E mesmo com as inúmeras insuficiências e defeitos que a nossa democracia possa ainda ter, a verdade é que nos últimos anos, a par do surgimento de poderosíssimos espaços de participação informais nas redes digitais, tem sido possível aos poderes públicos aprofundar e alargar os instrumentos de responsabilização e participação cívica institucionais.

Os portugueses têm, por exemplo, à sua disposição: o poder de iniciativa legislativa; de provocar a convocação de referendos populares nacionais ou locais; de suscitar mediante petição um debate parlamentar; a possibilidade de através de “grupos de cidadãos independentes” se candidatarem a autarquias locais; um período garantido de intervenção em todas a reuniões autárquicas públicas; a oportunidade de participação em orçamentos participativos autárquicos (como é exemplo Lisboa); a garantia reforçada de acesso aos documentos administrativos e de participação nos processos de decisão; o escrutínio facilitado pela via digital de toda atividade parlamentar, legislativa e de toda a contratação pública; ou um processo simplificado de constituição “na hora” de associações de cariz cívico.

Faltará ainda à nossa democracia melhorar e muito os métodos e processos de escolha de candidatos, representantes ou dirigentes públicos a todos os níveis, conferindo mais transparência aos critérios de escolha e garantias mais exigentes de uma escrupulosa defesa do interesse público no exercício dos mandatos, imune a promiscuidades e pressões ilegítimas de interesses particulares, seguindo os melhores modelos aplicados noutros países e instâncias.

Não obstante, estivéssemos nós todos, enquanto cidadãos, empenhados na utilização em pleno dos virtuosos expedientes de escrutínio e participação democrática que hoje já existem e o nosso país estaria seguramente muito melhor.
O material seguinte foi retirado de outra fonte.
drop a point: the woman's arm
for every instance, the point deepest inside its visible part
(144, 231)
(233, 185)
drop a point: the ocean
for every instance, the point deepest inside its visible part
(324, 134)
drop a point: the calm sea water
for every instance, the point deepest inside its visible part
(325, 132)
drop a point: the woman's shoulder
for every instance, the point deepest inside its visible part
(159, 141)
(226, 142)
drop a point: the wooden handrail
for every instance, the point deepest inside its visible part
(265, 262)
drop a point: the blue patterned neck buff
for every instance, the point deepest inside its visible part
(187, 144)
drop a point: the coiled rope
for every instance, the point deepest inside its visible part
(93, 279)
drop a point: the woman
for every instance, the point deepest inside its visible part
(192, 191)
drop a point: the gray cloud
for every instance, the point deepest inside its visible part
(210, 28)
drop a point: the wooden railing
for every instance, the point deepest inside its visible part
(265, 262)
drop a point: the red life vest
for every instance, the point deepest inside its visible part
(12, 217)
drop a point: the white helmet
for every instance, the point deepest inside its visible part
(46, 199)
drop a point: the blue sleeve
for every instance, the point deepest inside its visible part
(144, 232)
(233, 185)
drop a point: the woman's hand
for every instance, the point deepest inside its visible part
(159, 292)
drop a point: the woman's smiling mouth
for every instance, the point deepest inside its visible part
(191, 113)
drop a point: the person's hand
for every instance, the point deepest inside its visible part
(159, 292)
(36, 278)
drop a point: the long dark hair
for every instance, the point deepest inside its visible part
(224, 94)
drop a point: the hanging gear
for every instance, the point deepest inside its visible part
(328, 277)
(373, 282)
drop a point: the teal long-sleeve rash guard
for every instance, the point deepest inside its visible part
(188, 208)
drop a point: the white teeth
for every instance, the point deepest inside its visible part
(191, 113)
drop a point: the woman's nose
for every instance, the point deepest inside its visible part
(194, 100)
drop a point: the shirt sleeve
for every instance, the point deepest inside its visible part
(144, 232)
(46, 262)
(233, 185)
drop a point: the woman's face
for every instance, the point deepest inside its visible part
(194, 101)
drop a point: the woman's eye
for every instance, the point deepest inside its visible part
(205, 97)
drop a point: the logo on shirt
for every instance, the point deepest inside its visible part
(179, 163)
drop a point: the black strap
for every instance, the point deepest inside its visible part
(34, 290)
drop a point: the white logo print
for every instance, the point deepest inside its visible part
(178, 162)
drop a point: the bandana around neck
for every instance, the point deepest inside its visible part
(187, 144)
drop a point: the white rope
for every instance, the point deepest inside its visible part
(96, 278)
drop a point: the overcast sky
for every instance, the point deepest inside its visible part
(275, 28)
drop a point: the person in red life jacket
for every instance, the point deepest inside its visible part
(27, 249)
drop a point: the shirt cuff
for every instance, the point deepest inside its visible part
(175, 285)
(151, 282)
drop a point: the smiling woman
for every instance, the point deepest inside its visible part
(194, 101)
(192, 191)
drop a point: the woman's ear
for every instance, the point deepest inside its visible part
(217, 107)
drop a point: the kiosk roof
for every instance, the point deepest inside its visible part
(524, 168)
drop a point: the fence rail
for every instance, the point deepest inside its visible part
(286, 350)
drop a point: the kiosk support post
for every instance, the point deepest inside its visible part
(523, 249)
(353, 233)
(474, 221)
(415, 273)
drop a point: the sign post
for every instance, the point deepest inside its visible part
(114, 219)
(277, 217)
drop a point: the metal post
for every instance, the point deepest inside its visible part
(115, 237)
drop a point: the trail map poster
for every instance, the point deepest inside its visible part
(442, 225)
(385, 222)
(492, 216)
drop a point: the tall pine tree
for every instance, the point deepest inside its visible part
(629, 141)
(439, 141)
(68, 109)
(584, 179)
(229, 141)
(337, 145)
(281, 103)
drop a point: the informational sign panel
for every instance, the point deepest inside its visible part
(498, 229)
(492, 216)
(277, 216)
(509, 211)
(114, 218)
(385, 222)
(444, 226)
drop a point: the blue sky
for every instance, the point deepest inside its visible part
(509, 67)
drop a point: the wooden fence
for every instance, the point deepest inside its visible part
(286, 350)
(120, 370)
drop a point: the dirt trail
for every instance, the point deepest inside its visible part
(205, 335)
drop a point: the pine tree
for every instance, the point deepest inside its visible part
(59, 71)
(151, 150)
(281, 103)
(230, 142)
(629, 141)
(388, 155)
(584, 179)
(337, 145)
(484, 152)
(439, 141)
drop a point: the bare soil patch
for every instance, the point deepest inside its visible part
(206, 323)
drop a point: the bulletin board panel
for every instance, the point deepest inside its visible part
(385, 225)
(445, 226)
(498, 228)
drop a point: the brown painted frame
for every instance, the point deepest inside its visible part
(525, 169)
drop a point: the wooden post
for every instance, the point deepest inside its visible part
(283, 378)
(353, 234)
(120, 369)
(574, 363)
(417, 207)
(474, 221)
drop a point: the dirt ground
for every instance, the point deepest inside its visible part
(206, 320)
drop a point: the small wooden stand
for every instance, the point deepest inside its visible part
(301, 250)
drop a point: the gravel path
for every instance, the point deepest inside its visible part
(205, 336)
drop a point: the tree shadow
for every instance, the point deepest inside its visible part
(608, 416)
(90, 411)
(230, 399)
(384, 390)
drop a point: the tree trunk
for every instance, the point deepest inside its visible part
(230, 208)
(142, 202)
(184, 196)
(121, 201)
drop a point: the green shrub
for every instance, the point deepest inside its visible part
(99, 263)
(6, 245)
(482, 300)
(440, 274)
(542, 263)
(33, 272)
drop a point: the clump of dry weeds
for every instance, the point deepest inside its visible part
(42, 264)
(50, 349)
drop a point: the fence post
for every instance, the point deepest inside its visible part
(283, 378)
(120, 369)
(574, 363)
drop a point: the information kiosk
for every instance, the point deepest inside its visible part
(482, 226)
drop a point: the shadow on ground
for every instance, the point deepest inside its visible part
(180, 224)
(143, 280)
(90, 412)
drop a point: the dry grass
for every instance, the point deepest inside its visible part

Neste mês em que se realizarão as eleições autárquicas é pois merecido um forte elogio e homenagem a todos milhares de cidadãos que, por todo o país, por partidos ou organizados em candidaturas independentes, decidiram não ficar em casa simplesmente a criticar e tiveram a coragem de aceitar assumir a responsabilidade de pertencer a uma candidatura na sua freguesia ou no seu concelho, num contexto de grandes dificuldades e desafios e em que o mérito da atividade política é infelizmente menos reconhecido. A todos os que, fortalecendo a nossa democracia local, não tiveram vergonha de dar a cara por aquilo em que acreditam, seja apresentando ideias para programas eleitorais, participando na distribuição de folhetos na estação de comboios à hora de ponta ou colaborando até na subida a um poste para colocar um cartaz.

Que estejamos todos à altura deste tempo singular e de excecionais responsabilidades em que vivemos, participando e votando sempre, pelo nosso futuro e pelo futuro de todos!